Part of The 100 Greatest Movies I’ve Ever Seen list
Harakiri aka 切腹 or Seppuku
dir. Masaki Kobayashi scr. Shinobu Hashimoto cin. Yoshio Miyajima with Tatsuya Nakadai, Shima Iwashita, Akira Ishihama, Yoshio Inaba
In 100 words: From the stately camera movements, to the glorious use of space, to its suitably eerie soundtrack, to its perfect editing, and ultimately its rigorous performers, Harakiri stands well above its genre’s other mainstays, in terms of its sheer technical proficiency and its damning sociopolitical context. Kobayashi’s highly involving story, from its austere beginnings, to its epic finish, condemns Japanese obsession with bushido and the code of honor. It then throws bushido’s hypocrisy to its face and upends the notional belief that the life of a samurai is honorable. Hard to deny it its rightful place as among the finest films ever.

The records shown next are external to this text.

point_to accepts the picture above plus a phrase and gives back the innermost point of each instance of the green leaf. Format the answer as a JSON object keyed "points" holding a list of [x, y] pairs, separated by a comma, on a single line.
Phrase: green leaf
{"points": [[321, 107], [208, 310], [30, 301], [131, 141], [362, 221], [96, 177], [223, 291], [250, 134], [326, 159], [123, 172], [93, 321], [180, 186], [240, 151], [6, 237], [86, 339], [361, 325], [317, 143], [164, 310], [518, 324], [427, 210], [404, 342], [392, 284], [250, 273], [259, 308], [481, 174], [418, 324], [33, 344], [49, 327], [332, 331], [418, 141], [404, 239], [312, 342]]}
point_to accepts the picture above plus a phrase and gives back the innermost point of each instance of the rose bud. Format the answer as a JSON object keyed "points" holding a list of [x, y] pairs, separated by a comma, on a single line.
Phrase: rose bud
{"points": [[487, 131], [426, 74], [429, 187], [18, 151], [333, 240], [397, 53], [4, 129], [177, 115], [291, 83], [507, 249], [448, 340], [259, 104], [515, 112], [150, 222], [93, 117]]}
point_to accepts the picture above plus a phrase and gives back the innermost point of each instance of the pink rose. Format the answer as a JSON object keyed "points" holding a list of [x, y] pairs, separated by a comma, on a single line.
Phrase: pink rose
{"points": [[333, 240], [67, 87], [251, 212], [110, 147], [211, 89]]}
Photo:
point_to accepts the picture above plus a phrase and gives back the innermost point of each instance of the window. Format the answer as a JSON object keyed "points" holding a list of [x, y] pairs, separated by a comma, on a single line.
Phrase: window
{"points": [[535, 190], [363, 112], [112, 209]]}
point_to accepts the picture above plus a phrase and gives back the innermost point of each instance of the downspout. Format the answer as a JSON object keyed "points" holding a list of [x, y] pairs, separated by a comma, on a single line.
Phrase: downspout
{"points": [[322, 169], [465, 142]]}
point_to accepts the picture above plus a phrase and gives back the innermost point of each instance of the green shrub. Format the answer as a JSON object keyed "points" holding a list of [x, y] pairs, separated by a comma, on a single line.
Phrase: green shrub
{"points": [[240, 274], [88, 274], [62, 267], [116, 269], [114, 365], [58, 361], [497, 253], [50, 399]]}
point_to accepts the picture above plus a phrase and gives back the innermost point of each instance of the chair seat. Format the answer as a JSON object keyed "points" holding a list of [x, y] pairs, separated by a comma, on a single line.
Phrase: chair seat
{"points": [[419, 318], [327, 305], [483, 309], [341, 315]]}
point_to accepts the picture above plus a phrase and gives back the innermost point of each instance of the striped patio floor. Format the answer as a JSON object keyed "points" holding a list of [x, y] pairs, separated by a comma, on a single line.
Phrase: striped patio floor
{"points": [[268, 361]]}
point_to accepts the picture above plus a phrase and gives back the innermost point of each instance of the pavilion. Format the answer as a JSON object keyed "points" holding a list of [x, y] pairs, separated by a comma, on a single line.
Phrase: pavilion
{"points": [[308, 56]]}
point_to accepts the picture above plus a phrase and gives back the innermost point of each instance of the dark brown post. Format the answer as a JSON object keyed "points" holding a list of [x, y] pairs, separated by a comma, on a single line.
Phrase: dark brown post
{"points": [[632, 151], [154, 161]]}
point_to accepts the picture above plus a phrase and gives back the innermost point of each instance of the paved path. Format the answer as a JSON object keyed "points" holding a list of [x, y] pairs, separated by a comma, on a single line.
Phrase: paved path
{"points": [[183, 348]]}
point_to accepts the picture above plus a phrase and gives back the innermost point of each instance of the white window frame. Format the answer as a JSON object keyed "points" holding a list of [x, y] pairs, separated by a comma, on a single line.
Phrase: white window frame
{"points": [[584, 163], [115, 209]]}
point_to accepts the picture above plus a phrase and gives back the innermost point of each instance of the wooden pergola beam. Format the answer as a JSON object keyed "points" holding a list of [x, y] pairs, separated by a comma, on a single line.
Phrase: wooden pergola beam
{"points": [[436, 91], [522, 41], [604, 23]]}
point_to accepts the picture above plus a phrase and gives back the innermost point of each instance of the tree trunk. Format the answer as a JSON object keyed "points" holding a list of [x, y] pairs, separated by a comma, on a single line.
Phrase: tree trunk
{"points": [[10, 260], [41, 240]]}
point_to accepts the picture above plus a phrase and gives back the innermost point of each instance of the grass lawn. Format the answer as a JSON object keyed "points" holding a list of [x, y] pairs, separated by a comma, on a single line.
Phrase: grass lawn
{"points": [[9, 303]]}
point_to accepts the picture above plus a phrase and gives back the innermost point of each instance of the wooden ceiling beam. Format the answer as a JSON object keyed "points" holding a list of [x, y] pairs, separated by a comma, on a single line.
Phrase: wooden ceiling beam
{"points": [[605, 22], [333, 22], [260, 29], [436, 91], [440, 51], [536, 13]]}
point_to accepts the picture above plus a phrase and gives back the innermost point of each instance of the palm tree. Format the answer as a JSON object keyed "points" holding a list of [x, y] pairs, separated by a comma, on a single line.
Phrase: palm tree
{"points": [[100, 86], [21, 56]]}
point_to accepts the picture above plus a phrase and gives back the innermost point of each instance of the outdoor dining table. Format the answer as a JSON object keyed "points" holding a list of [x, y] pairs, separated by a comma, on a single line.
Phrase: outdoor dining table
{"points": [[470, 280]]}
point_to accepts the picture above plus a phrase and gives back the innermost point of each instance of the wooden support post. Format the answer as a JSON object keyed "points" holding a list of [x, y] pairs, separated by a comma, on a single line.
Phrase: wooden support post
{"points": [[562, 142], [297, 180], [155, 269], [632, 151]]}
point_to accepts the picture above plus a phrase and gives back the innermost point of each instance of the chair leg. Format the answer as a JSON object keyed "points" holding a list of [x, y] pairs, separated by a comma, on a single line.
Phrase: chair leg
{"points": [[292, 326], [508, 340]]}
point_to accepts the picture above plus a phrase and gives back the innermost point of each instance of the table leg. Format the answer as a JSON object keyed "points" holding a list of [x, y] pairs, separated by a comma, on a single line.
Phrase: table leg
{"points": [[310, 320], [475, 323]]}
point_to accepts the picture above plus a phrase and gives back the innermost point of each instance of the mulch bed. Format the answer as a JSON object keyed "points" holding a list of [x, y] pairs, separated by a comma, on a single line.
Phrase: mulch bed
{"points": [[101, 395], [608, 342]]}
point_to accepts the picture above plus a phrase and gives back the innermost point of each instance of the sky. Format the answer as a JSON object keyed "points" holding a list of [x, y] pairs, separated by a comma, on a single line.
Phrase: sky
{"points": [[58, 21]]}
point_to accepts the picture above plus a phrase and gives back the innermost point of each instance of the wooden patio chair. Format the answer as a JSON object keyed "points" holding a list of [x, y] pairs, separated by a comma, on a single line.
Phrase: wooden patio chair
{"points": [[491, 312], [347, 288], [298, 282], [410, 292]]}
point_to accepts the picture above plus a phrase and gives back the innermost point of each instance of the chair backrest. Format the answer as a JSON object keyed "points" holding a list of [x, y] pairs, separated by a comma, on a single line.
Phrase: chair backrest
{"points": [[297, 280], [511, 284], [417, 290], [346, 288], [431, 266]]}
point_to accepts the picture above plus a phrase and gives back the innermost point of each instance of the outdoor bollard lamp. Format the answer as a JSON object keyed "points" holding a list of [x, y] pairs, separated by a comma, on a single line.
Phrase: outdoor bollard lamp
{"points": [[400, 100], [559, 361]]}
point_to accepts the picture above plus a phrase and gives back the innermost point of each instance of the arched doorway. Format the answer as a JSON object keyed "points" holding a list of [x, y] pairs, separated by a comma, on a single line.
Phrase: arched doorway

Other Movies for Context: I love love love this movie. Kobayashi’s movie is the best samurai film I’ve ever seen, and that includes the Kurosawa samurai movies, like Seven Samurai (1954) which suffers from its laborious attempt to put together a team (highly overrated I think), Throne of Blood (1957), which is maybe Kurosawa’s best samurai movie since it’s an adaptation of Macbeth, and Kagemusha (1980), which is more pretty than actually interesting. Takashi Miike remade this movie in 2011 in 3-D.